Print This Post A A A

A weak set of jobs figures puts the Reserve Bank of Australia in a tough spot.

The labour market argues for lower interest rates but the housing market says the opposite.

The job figures, released on Thursday, were indeed weak despite the tiny rise in the number of employed people and an unemployment rate of 5.7 per cent being close to economists’ expectations.

In terms of the Australian Bureau of Statistics’ trend measures, the unemployment rate is flatlining.

That could be seen as a vindication of the RBA’s current “on hold” interest rate policy as it waits for the dawdling economy to gather pace.

But it’s not quite as simple as that, because a flat trend in unemployment masks a stagnating labour market.

The bureau’s trend measure of employment peaked in May.

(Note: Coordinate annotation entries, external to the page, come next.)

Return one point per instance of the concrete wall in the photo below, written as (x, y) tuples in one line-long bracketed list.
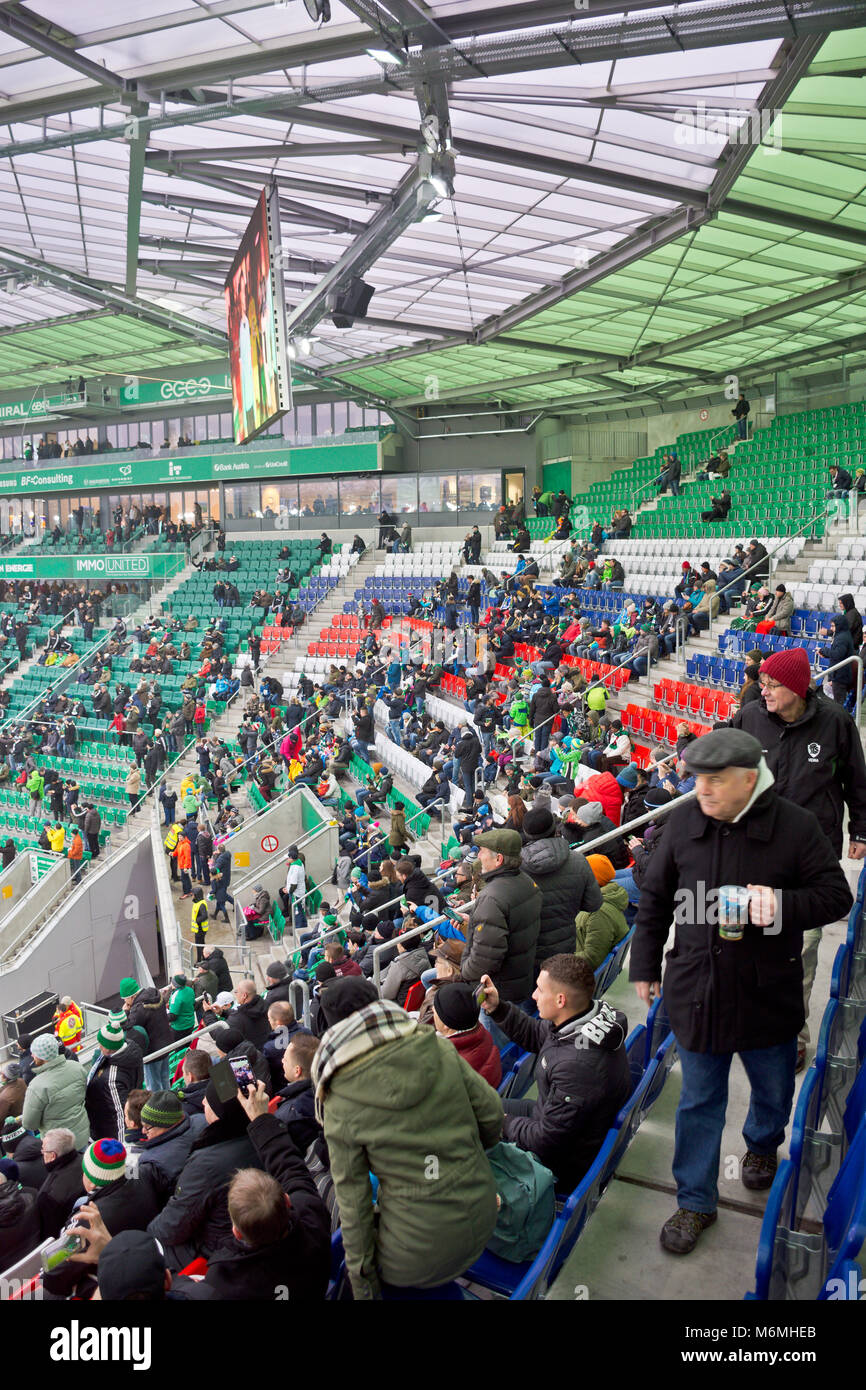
[(14, 883), (665, 428), (471, 442), (32, 902), (85, 948)]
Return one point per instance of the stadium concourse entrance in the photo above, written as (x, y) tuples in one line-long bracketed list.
[(282, 503)]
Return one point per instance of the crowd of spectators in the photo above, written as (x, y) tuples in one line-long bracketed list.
[(495, 944)]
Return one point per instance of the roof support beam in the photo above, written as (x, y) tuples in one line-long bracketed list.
[(795, 221), (138, 145), (594, 36), (320, 188), (843, 288), (29, 34), (412, 196)]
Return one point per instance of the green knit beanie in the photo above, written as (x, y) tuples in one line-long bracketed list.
[(104, 1162), (111, 1034), (163, 1109)]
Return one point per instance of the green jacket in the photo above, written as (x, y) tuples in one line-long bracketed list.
[(182, 1011), (417, 1116), (599, 931), (56, 1100)]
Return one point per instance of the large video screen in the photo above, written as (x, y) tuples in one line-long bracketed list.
[(256, 325)]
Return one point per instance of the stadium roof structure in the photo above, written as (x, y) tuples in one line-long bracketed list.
[(617, 200)]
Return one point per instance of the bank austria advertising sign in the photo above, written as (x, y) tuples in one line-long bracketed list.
[(205, 469)]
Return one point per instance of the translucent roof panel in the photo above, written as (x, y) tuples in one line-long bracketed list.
[(612, 220)]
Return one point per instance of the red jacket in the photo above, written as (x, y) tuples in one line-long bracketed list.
[(481, 1052), (603, 787)]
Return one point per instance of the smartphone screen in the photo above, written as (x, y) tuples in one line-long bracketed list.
[(224, 1080)]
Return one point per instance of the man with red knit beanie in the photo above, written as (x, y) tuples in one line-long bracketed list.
[(813, 749)]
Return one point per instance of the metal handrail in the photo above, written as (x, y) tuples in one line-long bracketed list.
[(637, 492), (424, 811), (61, 674), (405, 936), (177, 1043), (623, 831), (50, 905), (754, 566)]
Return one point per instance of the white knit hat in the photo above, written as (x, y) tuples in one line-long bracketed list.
[(45, 1047)]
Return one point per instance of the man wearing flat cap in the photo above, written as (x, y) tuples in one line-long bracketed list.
[(742, 873), (813, 751), (503, 920)]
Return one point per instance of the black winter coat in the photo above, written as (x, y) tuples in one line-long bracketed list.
[(420, 891), (818, 762), (109, 1087), (31, 1168), (838, 649), (615, 849), (18, 1223), (196, 1221), (502, 933), (736, 995), (366, 916), (170, 1151), (192, 1097), (57, 1194), (300, 1261), (567, 887), (277, 993), (583, 1079), (296, 1111), (252, 1019), (542, 706), (218, 965), (123, 1205), (148, 1012)]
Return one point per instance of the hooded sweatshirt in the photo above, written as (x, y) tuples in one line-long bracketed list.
[(387, 1114), (567, 887), (599, 931)]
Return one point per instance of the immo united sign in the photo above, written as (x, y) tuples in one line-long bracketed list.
[(91, 566), (104, 473)]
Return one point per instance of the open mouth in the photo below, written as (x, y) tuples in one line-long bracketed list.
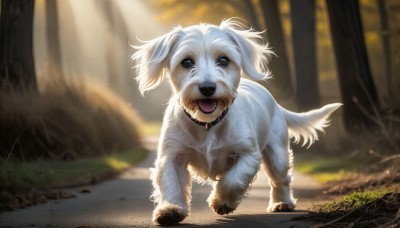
[(207, 106)]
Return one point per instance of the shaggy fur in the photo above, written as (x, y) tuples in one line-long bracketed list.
[(205, 64)]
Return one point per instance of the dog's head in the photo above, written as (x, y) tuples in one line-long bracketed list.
[(204, 63)]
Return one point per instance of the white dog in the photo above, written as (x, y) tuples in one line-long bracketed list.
[(219, 126)]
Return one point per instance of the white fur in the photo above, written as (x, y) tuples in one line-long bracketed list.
[(255, 131)]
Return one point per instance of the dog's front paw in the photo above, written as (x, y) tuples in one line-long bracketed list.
[(169, 215), (221, 208), (280, 207)]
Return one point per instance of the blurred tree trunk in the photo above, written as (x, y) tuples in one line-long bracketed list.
[(357, 87), (281, 84), (16, 43), (304, 49), (53, 39), (249, 8), (393, 88)]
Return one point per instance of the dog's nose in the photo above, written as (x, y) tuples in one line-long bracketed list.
[(207, 88)]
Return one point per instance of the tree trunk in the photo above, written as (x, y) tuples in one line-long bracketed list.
[(357, 87), (16, 43), (281, 84), (304, 48), (53, 40), (393, 88)]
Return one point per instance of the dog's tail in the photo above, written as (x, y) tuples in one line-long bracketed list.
[(305, 125)]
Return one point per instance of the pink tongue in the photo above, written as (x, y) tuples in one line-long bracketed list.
[(207, 105)]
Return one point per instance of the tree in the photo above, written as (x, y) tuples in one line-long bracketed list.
[(358, 91), (281, 82), (304, 48), (16, 43), (53, 40)]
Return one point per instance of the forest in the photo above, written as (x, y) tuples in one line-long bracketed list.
[(67, 88)]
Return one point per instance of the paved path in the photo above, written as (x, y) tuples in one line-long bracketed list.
[(124, 202)]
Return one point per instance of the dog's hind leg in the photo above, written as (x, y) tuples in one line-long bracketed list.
[(277, 163), (172, 186), (232, 186)]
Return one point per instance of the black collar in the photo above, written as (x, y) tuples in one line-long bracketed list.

Its growth rate as of October was negative to the tune of 50,000 a year.

The ageing population and bleak prospects for jobseekers are combining to reduce the proportion of the working-age population active in the labour market.

That proportion, the participation rate, is currently 64.8 per cent but trending down by just under 0.1 percentage points a month or one percentage point a year.

That’s a relatively steep rate of decline in participation.

It is more than offsetting the rising trend in the population.

As a result, the labour force – the pool of available workers either employed or looking for work and ready to start – is actually shrinking.

That’s why the jobless rate is steady despite a falling trend in employment.

If not for those two influences – the ageing population and the disincentive a slack labour market provides – reducing participation over the past year, the unemployment rate would be 6.3 per cent rather than 5.7 per cent.

Those two effects have been about equally to blame for the fall in participation over the past year.

But the current, faster rate of decline in participation is primarily the result of factors other than the ageing population.

So, the RBA, which has a statutory responsibility for maximising employment, is faced with a, sadly, underperforming labour market.

Ordinarily, with only tentative and isolated signs of a pickup in an economy strangled by a high exchange rate, the RBA would be thinking seriously about cutting interest rates again.

But rates are already very low.

Whether even lower rates would help is not guaranteed.

And there are already signs of overheating in parts of the housing market, something the RBA desperately would love to avoid becoming more widespread.

Most likely, the RBA will continue its current policy of waiting, fingers crossed, for things to improve.

But another rate cut can’t be ruled out.

The central bank will be wary of stoking the housing market, but it would still be a mistake to assume the RBA will soon signal a move to a “neutral” outlook for monetary policy.